Why Little Miss Perfect needs a vacation… like yesterday.
Let’s be real—perfectionism is exhausting. It’s like chasing a rainbow while carrying a 50-pound backpack. Spoiler alert: you’re never going to catch it, and that backpack is full of unnecessary expectations. Yet, here we are, dragging ourselves toward some imaginary ideal. Why? Because somewhere deep down, we’ve convinced ourselves that being “perfect” will earn us the validation we’ve been craving since that one time in third grade when we got a B+ in math and our teacher raised a skeptical eyebrow.
For a lot of us (and let’s be honest, especially women in middle age), perfectionism is a survival mechanism that’s gotten out of hand. Whether it’s juggling careers, families, pets, hobbies, or even planning the perfectly color-coordinated living room (which, spoiler, the dog will ruin in 10 minutes), we’ve spent years trying to meet these invisible, unattainable standards. And it’s exhausting.
The Little Miss Perfect Trap
You know her. You might be her. Little Miss Perfect, that persona we developed way back when our sense of self-worth was fragile, and we thought that if we just did everything right, we’d be worthy of love, recognition, and (oh, the holy grail) praise. She’s the one who got hooked on that dopamine hit of “good job!” and now can’t stop, won’t stop. It’s a tricky cycle, especially if you were raised in an environment where nothing ever felt quite “good enough”—maybe your parents or teachers expected more, better, faster.

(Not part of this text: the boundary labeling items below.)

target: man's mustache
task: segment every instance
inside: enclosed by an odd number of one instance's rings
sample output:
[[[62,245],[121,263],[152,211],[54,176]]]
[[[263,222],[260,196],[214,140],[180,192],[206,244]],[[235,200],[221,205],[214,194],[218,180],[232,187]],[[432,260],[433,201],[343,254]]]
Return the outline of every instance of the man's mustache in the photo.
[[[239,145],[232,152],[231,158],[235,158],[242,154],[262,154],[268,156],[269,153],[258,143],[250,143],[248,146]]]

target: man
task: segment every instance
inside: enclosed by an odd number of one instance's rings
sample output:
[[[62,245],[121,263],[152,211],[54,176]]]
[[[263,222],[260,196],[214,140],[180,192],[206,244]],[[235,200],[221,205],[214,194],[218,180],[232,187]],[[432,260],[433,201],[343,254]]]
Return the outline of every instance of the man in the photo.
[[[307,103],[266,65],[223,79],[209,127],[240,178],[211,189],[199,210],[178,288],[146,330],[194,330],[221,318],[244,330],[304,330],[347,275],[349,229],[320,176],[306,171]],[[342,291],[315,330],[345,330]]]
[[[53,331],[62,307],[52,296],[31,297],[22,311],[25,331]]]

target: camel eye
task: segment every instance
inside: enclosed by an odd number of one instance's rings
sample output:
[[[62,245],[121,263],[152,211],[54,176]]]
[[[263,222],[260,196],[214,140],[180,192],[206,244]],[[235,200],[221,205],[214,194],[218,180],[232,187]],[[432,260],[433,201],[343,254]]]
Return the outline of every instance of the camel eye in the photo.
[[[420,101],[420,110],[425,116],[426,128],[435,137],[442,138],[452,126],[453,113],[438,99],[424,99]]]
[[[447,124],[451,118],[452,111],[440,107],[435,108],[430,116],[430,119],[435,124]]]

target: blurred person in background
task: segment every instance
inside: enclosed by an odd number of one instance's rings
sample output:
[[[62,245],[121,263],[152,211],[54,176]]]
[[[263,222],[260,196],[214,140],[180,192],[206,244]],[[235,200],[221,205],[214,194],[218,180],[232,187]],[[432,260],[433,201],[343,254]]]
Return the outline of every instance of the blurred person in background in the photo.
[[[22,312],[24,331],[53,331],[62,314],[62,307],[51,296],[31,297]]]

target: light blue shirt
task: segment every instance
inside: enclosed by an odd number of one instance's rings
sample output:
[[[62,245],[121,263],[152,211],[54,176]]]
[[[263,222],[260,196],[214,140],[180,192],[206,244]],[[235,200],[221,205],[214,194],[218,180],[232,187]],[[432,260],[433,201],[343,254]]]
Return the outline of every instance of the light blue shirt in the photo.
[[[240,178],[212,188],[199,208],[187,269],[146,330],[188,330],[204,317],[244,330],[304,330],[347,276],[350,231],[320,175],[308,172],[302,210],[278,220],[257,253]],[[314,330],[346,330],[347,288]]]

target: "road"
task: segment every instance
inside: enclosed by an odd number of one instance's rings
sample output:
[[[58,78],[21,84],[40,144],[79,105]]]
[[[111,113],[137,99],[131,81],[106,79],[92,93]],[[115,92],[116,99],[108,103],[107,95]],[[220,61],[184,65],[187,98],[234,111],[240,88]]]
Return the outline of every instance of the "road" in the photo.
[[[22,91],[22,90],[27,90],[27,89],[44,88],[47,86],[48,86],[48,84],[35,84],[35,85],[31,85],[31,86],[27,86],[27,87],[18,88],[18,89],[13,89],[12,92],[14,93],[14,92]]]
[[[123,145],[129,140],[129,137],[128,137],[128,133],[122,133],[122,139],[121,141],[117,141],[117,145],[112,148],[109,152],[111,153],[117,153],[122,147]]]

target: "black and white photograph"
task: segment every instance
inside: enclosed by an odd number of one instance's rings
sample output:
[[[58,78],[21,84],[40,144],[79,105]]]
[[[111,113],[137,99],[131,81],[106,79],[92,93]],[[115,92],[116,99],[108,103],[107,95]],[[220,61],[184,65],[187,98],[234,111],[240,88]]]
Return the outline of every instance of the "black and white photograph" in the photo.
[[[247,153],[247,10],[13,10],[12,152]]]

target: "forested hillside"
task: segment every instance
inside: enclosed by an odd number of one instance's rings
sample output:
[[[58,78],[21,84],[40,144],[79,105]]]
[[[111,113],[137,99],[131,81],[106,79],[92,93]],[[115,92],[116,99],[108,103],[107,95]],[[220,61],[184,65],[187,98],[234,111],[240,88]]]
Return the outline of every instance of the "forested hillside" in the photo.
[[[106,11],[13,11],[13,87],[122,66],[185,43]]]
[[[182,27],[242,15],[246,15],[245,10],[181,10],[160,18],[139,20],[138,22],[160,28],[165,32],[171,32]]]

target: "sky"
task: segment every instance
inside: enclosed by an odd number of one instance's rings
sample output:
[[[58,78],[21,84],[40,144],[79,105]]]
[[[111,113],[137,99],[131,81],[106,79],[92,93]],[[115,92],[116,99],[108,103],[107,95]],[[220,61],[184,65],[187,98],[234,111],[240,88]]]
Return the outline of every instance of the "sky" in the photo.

Perfectionism can easily creep in early on, especially if you learned that doing well = approval. And man, does approval feel great, right? Especially for those of us living close to our senses—(hello, neurodivergent friends)! We love a good dopamine hit. Someone says, “Wow, you did that perfectly,” and suddenly, it’s like a little dose of validation sunshine. But then, the sun sets, and we’re left chasing that next hit. The more we chase, the more we forget that good enough is already great.
The Overcommit and Burnout Tango
Here’s where it gets ugly. Some of us (okay, most of us) are chronic over-committers. Why sign up for one thing when you can sign up for ALL THE THINGS? But then, we’re not just committed to doing them, we’re committed to doing them perfectly. And what’s the result? Utter. Exhaustion. Maybe you’re that person who promises to bake cupcakes for the school fundraiser, take on the big project at work, keep the house spotless, and still hit the gym three times a week. Somewhere in between, you’re trying to “relax,” but let’s be real—relaxation is just one more thing on your to-do list that needs to be perfected.
Why do we do this to ourselves? Why do we feel the need to be Superwoman when, frankly, nobody asked?
But, Really, Why?
Have you stopped to wonder why you strive to be perfect at everything? Honestly, let’s ask the hard question: who are you doing it for? Is it for yourself? (Let’s be honest, probably not.) Is it for that old teacher who never gave you a gold star? Or is it just for the fear of failure, the idea that if we’re not perfect, we’re… what? Less valuable? Less lovable?
Here’s a secret: nobody’s expecting you to be perfect—except you. That’s right. While you’re running yourself ragged making sure everything is just right, everyone else is too busy with their own lives (and their own perfectionism spirals) to notice if your cupcakes are slightly overbaked or your living room pillows don’t match.
In the words of Anne Lamott, “Perfectionism is the voice of the oppressor, the enemy of the people.” It doesn’t push you to do better; it keeps you from doing at all. And if we’re not careful, it’ll keep us from living. Think about it: how many moments of joy have you skipped because you were too busy fine-tuning something that was already pretty darn good?
The Rebellious Art of “Good Enough”
It’s time to give yourself a break—literally and figuratively. Stop chasing perfection and embrace the wonderfully imperfect chaos that is real life. You know what’s better than being perfect? Being present. Showing up, being yourself, and letting things be what they are.
Give yourself permission to be flawed, to mess up, to underbake the cupcakes every now and then. Because here’s the truth: you’re enough just as you are. And the only person who needs to believe that? Is you.
So, next time Little Miss Perfect pops up and starts whispering in your ear that you’re not doing enough, remind her that you are. Remind her that perfectionism is just a fast track to future insanity, and you’d much rather take the scenic route—cupcake crumbs and all.
In the end, life’s too short to spend it striving for some impossible standard. Drop the illusion, cut yourself some slack, and remember: being “good enough” is perfectly good.